Atualmente, como há identificação entre pessoas físicas e jurídicas nas operações, assim como dos funcionários públicos e da responsabilidade individual e pessoal, seria impossível fazer leilões a preços fixos. A falta de confiança nos agentes públicos poderia causar prejuízos tanto ao Tesouro quanto ao mercado financeiro.

No caso do BNDES, a demora para decidir sobre as operações de crédito e a burocracia que envolve os bancos privados dificulta que o dinheiro chegue onde agora é mais necessário, nos micro e pequenos negócios.

Nesse contexto, os bancos públicos estão cada dia menos úteis para emprestar.

Como o BNDES tem funding com a TLP, sem necessidade de preocupações com os retornos no curto prazo, pode ser repensando como um banco puramente atacadista, realizar operações de longo prazo, pois dilui o custo da TLP e consegue cobrar juros mais baixos. Para apoiar esse redirecionamento, é fundamental reduzir o tamanho de sua estrutura, principalmente de pessoal.

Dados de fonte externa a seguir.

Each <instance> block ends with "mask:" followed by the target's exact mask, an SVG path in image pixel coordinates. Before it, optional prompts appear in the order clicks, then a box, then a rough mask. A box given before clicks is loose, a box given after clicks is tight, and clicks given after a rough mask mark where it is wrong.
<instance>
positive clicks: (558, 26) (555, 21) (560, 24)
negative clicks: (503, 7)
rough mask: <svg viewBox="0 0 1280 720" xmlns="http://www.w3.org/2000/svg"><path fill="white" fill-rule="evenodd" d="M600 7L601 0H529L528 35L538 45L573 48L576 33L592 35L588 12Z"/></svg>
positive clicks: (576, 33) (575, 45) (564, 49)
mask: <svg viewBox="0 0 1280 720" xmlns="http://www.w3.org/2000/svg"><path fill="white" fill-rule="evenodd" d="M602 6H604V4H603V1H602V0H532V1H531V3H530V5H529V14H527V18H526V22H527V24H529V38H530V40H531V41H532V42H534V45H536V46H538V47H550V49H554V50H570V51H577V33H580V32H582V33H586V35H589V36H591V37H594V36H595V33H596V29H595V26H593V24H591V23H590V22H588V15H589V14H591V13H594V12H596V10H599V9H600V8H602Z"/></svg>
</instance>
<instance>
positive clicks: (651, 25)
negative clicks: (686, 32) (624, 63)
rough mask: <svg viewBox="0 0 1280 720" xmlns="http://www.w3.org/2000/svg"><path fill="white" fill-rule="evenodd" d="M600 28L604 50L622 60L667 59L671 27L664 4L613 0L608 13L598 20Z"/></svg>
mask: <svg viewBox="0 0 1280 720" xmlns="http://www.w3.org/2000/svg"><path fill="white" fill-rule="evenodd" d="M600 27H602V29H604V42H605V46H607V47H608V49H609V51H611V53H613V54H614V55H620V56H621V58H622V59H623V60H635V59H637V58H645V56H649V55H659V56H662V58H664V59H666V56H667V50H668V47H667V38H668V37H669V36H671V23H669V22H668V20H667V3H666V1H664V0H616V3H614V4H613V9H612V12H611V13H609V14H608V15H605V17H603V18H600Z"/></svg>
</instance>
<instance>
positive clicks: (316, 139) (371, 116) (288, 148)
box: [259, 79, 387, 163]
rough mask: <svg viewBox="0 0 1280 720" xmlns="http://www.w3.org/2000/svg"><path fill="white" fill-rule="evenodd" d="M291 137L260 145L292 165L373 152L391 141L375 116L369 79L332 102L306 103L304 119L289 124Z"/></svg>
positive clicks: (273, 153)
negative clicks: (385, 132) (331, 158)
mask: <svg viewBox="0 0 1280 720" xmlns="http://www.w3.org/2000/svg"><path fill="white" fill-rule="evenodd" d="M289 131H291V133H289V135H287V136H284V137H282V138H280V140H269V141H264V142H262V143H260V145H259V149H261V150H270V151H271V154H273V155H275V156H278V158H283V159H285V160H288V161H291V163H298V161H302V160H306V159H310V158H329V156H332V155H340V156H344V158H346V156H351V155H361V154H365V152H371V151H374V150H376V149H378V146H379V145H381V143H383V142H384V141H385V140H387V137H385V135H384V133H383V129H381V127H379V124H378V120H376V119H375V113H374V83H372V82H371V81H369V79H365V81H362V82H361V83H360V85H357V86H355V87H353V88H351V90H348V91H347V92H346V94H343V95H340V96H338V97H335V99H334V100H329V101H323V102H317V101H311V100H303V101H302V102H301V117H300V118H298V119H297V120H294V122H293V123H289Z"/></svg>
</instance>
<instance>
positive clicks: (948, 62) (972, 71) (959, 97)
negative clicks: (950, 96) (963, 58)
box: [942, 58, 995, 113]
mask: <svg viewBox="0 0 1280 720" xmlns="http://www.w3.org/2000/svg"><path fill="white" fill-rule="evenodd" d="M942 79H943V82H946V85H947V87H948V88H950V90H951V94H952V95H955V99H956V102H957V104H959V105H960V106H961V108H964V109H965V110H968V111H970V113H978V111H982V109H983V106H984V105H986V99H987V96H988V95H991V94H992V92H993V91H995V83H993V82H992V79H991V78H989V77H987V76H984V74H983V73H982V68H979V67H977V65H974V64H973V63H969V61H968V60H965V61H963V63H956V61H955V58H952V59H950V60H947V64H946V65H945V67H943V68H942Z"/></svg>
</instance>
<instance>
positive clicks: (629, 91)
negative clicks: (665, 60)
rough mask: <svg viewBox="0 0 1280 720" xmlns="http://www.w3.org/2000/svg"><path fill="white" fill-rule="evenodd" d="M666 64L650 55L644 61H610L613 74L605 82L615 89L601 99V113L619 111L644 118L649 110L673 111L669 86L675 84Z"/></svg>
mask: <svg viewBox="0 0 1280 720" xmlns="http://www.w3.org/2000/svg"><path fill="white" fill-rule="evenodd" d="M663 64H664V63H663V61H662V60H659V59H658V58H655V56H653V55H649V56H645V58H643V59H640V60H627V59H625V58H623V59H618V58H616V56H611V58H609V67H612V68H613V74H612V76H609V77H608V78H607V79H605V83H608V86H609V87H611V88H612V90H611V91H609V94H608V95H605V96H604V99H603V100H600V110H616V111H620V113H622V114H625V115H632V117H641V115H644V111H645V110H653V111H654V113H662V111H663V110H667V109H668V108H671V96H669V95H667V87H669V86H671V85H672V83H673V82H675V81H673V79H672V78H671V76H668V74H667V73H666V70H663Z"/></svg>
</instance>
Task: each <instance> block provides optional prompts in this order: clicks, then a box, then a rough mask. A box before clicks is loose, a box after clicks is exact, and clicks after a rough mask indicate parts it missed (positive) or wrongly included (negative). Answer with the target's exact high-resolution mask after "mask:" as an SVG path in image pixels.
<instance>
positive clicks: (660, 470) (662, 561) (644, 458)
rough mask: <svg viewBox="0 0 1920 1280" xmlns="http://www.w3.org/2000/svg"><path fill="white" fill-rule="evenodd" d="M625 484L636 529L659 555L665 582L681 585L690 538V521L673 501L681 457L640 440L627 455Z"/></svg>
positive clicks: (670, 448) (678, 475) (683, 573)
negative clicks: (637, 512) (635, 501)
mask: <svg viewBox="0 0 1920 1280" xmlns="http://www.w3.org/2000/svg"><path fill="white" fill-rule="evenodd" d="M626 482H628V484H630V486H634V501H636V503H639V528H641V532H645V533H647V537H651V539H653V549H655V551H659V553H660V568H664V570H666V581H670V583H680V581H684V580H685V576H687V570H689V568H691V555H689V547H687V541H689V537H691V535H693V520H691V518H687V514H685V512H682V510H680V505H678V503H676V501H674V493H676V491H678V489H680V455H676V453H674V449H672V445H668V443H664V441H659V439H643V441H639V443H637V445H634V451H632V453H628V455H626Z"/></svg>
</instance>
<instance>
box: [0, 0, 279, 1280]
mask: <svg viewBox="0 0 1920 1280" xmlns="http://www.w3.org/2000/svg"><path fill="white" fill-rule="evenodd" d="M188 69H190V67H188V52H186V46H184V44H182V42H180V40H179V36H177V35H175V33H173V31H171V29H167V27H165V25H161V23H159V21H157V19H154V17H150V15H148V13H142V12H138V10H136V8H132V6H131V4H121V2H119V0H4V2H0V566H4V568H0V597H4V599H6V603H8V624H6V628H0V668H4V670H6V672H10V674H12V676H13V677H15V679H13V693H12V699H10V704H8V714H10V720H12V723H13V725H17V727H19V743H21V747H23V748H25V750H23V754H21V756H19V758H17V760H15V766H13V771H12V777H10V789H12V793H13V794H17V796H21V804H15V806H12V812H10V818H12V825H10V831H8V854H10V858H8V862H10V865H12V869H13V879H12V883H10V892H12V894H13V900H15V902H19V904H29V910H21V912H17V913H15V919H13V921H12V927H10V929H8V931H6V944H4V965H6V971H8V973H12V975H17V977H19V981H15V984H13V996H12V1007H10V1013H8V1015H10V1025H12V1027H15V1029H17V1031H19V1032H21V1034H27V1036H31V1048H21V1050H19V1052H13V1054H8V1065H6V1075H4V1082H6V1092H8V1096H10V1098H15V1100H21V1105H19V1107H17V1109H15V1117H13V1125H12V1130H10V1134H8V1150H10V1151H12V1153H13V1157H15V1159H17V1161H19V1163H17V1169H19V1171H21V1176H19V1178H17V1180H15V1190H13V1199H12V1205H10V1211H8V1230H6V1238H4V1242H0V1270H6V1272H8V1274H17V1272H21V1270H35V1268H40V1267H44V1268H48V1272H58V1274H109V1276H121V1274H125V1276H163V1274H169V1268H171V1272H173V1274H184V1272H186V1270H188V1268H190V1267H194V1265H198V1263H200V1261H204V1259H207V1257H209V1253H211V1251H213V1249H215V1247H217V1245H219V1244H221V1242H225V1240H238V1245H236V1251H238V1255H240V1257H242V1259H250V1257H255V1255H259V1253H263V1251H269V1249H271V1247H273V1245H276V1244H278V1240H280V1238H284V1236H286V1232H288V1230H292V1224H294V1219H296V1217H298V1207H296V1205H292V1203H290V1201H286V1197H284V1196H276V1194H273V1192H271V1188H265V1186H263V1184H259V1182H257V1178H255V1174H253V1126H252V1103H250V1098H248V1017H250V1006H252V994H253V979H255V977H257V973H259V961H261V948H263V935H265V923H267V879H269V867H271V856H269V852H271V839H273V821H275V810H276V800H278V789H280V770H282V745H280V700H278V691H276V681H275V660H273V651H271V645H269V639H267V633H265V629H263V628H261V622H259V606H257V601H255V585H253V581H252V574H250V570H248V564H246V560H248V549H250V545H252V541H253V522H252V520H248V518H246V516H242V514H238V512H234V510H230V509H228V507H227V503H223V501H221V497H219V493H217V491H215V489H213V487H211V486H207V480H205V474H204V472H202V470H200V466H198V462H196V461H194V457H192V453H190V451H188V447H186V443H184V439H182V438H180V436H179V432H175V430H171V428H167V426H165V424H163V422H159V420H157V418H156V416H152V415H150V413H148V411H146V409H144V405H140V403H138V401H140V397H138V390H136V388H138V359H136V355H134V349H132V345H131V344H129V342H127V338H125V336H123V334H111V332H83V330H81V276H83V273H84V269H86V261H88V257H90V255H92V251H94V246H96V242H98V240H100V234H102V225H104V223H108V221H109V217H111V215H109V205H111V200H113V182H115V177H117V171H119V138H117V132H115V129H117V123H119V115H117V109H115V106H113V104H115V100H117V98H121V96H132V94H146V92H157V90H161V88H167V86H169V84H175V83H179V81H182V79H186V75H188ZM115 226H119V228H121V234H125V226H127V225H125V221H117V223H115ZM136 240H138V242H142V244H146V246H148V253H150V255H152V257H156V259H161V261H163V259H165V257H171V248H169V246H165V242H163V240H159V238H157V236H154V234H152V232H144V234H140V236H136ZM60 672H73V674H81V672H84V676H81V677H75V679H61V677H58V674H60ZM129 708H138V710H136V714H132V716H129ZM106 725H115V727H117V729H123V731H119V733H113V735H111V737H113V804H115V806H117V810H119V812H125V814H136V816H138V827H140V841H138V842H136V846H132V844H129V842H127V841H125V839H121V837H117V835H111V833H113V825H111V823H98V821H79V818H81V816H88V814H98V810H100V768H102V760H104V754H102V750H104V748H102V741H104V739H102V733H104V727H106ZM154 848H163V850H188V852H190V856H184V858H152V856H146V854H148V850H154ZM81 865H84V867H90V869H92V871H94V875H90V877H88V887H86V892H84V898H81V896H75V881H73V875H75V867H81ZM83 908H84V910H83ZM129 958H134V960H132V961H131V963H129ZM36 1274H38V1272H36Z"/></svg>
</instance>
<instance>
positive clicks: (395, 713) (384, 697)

Já o Banco Central, o único emissor de moeda no país, nesse momento tinha de ter total independência para agir mais rápido, minimizar as penalidades à sociedade pela escassez de recursos, que podem gerar “quebradeira” desnecessária. Mas a independência do BC ainda está em análise no Congresso.

Essa independência não significa somente conceder mandatos à diretoria, como também definir suas responsabilidades e os conjuntos de regras a serem seguidas, o compliance.

Nessa crise é fundamental que a autoridade monetária tenha ampliado seu raio de atuação. A compra de títulos públicos e privados no mercado secundário é um ensaio de uma nova situação institucional do BC, que estará se aproximando da capacidade de atuação do FED, por exemplo.

O Banco podia ter liberado compulsórios com a obrigação das instituições financeiras concederem empréstimos para empresas menores, como fizemos várias vezes quando fui diretor. A prática pode representar uma intervenção, mas seria importante para desempoçar o dinheiro nos bancos durante a pandemia. A autoridade monetária não pode se ausentar nos momentos em que somente ela pode agir nas horas certas, salvar empresas e empregos.

 

 

 

Por Carlos Thadeu de Freitas Gomes, 72 anos, é economista-chefe da CNC (Confederação Nacional do Comércio de Bens, Serviços e Turismo). Foi presidente do Conselho de Administração do BNDES e diretor do BNDES de 2017 a 2019, diretor do Banco Central (1986-1988) e da Petrobras (1990-1992).